It’s fair to say I made quite a lot of mistakes in this article – so don’t read what follows (though the comments are of interest) – but try this fixed version.
(So I had quite a lot of errors in this blog. I hope I’ve fixed them now and apologies for the mistakes.)
This paper – The 5 Minute Rule for Trading Memory for Disc Accesses and the 5 Byte Rule for Trading Memory for CPU Time – looked at the economics of memory and disk space on big iron database systems in the early/mid 1980s and concluded that the financial trade-off between disk space (then costing about $20000 per 540MB or 3.7 cents or there abouts per KB) and (volatile) memory (about $5 per kilobyte) favoured having enough memory to keep data you need to access around once every five minutes in memory.
It then compared the cost of computing power (which was estimated to cost about $50,000 per MIPS) and memory – eg if you compressed data to save on memory space you will have to use additional computing power to access the data. Here the trade off is calculated to be about 5 bytes of memory per instruction per second.
The trade off between memory and disk
Now the paper explicitly ruled out applying these sort of comparisons to PCs – citing limited flexibility in system design options and different economics. But we won’t be so cautious.
So what are the trade offs today? Well let us consider a case with 2TB SSD disks. These cost about £500 (and probably about $500, we are approximating) and let’s say we are going with a RAID 5 arrangement – so actually we need 4 ‘disks per disk’ and the cost is then 0.0001 penny per kilobyte (about 4 orders of magnitude less than 35 years ago).
And memory – for simplicity we are going to say 128GB of DRAM costs us £1000 (an over-estimate but fine for this sort of calculation). That means memory costs about 0.001p per KB – so the cost of both media has fallen hugely.

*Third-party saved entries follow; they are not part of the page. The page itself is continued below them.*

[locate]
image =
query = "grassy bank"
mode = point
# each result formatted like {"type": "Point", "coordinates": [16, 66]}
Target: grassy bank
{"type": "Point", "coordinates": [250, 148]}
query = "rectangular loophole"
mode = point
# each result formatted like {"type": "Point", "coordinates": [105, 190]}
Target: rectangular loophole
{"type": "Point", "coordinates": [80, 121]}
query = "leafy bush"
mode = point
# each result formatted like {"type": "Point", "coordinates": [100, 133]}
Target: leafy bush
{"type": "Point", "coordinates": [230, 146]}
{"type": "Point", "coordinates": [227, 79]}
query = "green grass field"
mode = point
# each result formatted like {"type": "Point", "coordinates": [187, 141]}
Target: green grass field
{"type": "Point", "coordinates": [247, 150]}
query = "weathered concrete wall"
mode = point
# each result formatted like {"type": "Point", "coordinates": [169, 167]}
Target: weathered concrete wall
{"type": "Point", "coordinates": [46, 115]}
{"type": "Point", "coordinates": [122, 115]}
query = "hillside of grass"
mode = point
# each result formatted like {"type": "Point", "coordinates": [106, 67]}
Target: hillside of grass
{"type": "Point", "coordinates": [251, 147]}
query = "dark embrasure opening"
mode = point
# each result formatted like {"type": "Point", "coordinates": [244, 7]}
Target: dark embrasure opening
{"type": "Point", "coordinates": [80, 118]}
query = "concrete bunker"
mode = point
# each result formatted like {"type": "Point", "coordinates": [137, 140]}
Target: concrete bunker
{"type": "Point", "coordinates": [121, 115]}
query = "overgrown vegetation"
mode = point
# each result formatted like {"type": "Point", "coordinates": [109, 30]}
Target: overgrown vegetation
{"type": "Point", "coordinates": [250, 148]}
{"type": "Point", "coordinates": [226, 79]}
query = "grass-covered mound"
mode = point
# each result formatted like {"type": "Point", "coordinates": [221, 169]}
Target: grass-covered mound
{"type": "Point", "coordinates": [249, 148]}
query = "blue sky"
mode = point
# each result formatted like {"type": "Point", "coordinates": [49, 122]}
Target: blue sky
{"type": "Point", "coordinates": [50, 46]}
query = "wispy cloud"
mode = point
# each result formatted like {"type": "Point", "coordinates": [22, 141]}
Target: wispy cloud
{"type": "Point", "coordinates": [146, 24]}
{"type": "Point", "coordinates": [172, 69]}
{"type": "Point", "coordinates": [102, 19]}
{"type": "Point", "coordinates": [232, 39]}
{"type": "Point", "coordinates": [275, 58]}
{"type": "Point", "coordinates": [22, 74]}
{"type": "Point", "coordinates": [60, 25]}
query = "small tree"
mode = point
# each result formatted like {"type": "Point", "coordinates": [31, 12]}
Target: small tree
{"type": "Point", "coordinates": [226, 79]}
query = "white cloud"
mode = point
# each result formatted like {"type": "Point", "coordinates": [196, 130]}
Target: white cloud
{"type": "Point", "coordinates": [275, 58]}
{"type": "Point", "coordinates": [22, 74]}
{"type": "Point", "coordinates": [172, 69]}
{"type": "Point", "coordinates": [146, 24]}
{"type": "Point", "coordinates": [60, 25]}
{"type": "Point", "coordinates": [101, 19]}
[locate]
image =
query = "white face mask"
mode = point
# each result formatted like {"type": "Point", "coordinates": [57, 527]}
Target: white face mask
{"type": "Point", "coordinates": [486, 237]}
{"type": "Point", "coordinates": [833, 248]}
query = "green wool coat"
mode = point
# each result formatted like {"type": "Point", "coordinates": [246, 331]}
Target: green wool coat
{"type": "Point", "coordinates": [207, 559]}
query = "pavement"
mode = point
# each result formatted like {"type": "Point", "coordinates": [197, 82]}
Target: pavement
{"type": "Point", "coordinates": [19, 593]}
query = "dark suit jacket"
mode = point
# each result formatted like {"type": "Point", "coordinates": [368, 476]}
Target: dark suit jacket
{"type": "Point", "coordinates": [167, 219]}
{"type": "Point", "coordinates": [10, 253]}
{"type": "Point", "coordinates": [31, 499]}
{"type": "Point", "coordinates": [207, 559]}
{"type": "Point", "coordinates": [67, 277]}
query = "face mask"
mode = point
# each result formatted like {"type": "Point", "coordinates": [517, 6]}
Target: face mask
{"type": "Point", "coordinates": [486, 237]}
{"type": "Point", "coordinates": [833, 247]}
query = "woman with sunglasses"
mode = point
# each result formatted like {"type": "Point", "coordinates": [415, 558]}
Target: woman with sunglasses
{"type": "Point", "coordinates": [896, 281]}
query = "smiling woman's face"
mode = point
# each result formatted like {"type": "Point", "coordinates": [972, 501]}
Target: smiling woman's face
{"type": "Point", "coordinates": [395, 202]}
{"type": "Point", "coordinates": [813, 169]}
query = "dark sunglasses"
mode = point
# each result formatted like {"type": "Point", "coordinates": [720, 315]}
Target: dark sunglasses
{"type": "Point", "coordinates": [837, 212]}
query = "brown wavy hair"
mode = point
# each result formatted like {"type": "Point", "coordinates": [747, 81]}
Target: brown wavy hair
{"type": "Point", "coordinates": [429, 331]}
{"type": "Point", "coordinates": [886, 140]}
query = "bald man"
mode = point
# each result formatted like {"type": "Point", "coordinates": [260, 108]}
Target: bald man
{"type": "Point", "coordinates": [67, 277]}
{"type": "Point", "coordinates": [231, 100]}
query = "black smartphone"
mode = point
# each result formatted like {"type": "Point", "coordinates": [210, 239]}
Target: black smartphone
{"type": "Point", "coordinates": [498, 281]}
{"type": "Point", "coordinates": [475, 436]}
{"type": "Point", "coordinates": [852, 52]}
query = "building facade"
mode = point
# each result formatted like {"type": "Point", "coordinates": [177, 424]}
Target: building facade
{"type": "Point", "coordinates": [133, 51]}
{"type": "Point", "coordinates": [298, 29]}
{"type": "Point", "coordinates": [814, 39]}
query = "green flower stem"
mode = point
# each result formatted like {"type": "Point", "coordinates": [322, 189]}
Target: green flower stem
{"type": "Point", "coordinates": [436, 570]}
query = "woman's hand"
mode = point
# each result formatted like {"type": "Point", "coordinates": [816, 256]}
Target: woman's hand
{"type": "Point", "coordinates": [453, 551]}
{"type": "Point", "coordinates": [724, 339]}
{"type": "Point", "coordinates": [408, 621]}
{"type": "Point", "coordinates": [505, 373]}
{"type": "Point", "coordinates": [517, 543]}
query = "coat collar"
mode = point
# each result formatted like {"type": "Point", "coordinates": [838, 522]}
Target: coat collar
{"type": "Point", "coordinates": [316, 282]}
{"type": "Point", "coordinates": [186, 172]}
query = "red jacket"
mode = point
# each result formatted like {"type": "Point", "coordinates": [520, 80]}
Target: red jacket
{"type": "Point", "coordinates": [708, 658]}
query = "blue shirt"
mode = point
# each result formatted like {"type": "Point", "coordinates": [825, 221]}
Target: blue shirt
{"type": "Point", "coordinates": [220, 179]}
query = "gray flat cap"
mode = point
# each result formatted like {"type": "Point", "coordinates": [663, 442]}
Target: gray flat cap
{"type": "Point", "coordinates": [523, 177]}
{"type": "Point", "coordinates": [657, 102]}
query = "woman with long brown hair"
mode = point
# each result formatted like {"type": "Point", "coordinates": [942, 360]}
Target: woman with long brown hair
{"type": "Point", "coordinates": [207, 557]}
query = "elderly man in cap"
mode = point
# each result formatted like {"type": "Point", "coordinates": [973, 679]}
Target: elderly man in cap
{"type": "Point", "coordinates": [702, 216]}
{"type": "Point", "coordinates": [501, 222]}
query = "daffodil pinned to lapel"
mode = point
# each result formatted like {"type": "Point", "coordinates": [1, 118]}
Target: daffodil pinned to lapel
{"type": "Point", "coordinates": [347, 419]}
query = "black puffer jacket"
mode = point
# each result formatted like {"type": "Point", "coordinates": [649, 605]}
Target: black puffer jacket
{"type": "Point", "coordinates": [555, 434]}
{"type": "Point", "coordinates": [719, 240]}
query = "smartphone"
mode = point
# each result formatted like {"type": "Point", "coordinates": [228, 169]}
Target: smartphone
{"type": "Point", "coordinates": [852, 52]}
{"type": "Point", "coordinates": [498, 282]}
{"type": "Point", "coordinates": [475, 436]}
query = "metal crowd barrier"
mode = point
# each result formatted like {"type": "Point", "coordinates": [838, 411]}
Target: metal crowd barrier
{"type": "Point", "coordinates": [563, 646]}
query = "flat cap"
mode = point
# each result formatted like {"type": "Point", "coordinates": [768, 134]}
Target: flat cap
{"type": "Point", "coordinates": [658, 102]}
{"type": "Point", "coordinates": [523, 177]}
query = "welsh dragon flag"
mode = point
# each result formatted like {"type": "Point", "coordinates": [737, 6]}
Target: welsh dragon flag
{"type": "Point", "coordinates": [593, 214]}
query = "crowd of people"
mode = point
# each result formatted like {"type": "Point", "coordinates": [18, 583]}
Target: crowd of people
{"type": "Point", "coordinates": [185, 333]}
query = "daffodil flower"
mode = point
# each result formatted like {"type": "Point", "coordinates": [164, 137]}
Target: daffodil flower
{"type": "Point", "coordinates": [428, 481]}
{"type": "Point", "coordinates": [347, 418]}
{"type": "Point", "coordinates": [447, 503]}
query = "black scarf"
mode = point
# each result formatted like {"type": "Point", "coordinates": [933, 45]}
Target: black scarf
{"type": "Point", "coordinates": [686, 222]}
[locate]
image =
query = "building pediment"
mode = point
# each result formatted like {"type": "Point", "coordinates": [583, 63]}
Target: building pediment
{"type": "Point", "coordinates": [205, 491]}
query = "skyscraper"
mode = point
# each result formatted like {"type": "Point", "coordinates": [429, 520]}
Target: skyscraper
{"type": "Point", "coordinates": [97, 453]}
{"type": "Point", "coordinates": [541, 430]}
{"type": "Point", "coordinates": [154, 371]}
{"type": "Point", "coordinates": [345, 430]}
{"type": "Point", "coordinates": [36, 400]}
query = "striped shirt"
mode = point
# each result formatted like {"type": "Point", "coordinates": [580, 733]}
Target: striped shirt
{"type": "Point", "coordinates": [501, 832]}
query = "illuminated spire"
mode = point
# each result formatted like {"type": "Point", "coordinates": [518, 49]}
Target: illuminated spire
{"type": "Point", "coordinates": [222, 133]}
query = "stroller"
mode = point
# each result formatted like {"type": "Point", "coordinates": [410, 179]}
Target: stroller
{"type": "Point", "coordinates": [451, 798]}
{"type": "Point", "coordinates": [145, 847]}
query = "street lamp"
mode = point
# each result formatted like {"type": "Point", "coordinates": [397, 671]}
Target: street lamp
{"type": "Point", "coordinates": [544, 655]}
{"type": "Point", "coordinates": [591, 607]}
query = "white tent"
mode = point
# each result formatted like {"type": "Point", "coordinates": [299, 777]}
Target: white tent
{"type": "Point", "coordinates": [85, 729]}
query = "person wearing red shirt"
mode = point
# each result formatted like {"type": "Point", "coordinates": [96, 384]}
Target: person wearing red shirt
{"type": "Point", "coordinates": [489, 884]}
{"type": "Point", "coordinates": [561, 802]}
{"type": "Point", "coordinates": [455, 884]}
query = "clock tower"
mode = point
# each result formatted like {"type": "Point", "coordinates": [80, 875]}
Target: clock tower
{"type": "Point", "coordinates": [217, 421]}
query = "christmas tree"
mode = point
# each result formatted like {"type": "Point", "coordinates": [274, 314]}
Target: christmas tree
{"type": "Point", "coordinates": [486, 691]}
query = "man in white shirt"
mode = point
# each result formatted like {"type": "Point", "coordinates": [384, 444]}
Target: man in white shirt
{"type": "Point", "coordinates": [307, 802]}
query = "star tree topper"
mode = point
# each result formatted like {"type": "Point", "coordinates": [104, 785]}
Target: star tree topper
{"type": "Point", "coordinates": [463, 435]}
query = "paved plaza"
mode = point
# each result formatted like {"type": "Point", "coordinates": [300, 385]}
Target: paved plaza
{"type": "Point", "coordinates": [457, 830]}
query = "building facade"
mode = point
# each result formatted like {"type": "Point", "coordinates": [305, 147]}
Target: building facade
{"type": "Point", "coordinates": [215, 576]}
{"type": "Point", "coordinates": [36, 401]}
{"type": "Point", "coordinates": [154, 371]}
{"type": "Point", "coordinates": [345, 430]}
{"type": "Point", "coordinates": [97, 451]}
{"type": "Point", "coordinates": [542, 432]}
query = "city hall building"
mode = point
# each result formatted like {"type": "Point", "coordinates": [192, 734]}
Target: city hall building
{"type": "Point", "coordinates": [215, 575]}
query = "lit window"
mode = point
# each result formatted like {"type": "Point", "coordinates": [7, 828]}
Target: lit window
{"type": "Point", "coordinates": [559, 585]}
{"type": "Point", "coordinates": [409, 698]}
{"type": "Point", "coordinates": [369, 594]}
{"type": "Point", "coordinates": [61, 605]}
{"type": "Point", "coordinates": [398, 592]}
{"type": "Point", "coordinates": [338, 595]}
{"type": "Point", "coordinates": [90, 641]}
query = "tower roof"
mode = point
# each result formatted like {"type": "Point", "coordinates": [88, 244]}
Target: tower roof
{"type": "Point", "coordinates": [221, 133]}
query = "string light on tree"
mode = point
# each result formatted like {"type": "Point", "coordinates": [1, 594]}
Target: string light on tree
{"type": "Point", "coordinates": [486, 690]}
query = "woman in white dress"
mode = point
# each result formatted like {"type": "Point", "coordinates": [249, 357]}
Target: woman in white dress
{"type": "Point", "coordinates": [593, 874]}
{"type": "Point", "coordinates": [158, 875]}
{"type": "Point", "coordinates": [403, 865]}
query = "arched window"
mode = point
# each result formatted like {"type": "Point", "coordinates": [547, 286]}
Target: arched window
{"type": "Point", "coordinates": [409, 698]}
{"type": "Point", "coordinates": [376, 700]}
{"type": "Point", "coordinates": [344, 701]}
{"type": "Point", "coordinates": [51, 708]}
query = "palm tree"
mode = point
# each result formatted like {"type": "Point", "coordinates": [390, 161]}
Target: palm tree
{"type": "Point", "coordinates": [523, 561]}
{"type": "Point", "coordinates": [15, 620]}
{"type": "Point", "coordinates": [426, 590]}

To make the calculation we need to look at access times. We’ll assume that we can access (read) a 4KB page on our SSD in 100 microseconds, so can handle 10,000 such reads a second. Four KB of memory costs us 0.004p and our disk costs us 20p/a/s. So following the logic in the original paper – if we stored a page in memory it has cost us 0.004p but saved 20p in a second, so if we save a page every 5000 seconds we have cost 20p – the break even point.
Alternatively we can think of this as meaning our caching or virtual memory schemes should target those pages that are accessed every 5000 seconds – about an hour and a half! The problem with that is that it implies a memory system of roughly 16TB to be truly efficient.
The tradeoff between memory and computing power
As mentioned above, back in 1985, computing power was estimated to cost about $50,000 per Million Instructions Per Second (MIPS). These days single core designs are essentially obsolete and so it’s harder to put a price on MIPS – good parallel software will drive much better performance from a set of 3GHz cores than hoping a single core’s 5GHz burst speed will get you there. But, as we are making estimates here we will opt for 3000 MIPS costing you £500 and so a single MIPS costing £0.17, and a single instruction per second costing (again approximating) 0.00002 pence.
Toughly speaking we have a byte of memory costing 0.000001p – maybe 20 times cheaper than an instruction. This suggests that there isn’t much to be gained in data compression at all.
But there are some big assumptions here – again that we have all the memory we need and that there is no instruction cost in having lots of memory.